Reputation: 3049
I am using python3
, urllib3
and tika-server-1.13
in order to get text from different types of files. This is my python code:
def get_text(self, input_file_path, text_output_path, content_type):
global config
headers = util.make_headers()
mime_type = ContentType.get_mime_type(content_type)
if mime_type != '':
headers['Content-Type'] = mime_type
with open(input_file_path, "rb") as input_file:
fields = {
'file': (os.path.basename(input_file_path), input_file.read(), mime_type)
}
retry_count = 0
while retry_count < int(config.get("Tika", "RetriesCount")):
response = self.pool.request('PUT', '/tika', headers=headers, fields=fields)
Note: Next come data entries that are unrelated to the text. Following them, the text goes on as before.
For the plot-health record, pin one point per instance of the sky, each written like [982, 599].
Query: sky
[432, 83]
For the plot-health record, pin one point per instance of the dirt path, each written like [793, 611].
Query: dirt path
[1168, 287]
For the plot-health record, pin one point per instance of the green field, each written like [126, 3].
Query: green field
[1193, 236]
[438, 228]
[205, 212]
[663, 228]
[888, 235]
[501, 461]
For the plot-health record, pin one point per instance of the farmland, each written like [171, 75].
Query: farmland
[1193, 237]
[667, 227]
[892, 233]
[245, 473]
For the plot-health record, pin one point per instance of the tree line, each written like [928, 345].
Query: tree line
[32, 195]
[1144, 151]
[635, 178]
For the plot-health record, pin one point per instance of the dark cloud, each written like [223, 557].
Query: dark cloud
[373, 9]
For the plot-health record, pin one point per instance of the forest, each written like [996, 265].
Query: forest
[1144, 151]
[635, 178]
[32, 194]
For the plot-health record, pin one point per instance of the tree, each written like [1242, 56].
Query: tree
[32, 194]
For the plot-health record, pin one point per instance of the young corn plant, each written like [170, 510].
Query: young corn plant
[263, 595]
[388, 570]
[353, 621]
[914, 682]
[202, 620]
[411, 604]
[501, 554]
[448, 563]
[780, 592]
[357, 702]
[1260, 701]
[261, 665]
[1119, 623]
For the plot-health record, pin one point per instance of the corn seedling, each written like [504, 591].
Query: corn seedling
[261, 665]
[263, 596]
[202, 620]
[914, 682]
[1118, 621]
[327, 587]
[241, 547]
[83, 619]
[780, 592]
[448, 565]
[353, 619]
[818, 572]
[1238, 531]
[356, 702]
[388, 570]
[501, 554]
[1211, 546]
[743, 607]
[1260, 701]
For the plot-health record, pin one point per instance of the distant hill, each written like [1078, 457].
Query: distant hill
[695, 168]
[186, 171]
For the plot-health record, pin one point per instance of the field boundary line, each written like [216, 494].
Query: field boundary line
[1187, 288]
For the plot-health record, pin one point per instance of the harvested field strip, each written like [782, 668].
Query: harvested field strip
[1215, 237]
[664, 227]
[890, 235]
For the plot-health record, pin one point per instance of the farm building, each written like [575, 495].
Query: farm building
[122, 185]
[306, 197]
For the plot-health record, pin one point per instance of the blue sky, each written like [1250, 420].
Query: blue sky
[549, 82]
if response.status == 200:
data = response.data.decode('utf-8')
text = re.sub("[\[][^\]]+[\]]", "", data)
final_text = re.sub("(\n(\t\r )*\n)+", "\n\n", text)
with open(text_output_path, "w+") as output_file:
output_file.write(final_text)
break
else:
if retry_count == (int(config.get("Tika", "RetriesCount")) - 1):
return False
retry_count += 1
return True
This code works for html files, but when i am trying to parse text from docx files it doesn't work.
I get back from the server Http error code 422: Unprocessable Entity
Using the tika-server
documentation I've tried using curl
to check if it works with it:
curl -X PUT --data-binary @test.docx http://localhost:9998/tika --header "Content-type: application/vnd.openxmlformats-officedocument.wordprocessingml.document"
and it worked.
At the tika server docs:
422 Unprocessable Entity - Unsupported mime-type, encrypted document & etc
This is the correct mime-type(also checked it with tika's detect system), it's supported and the file is not encrypted.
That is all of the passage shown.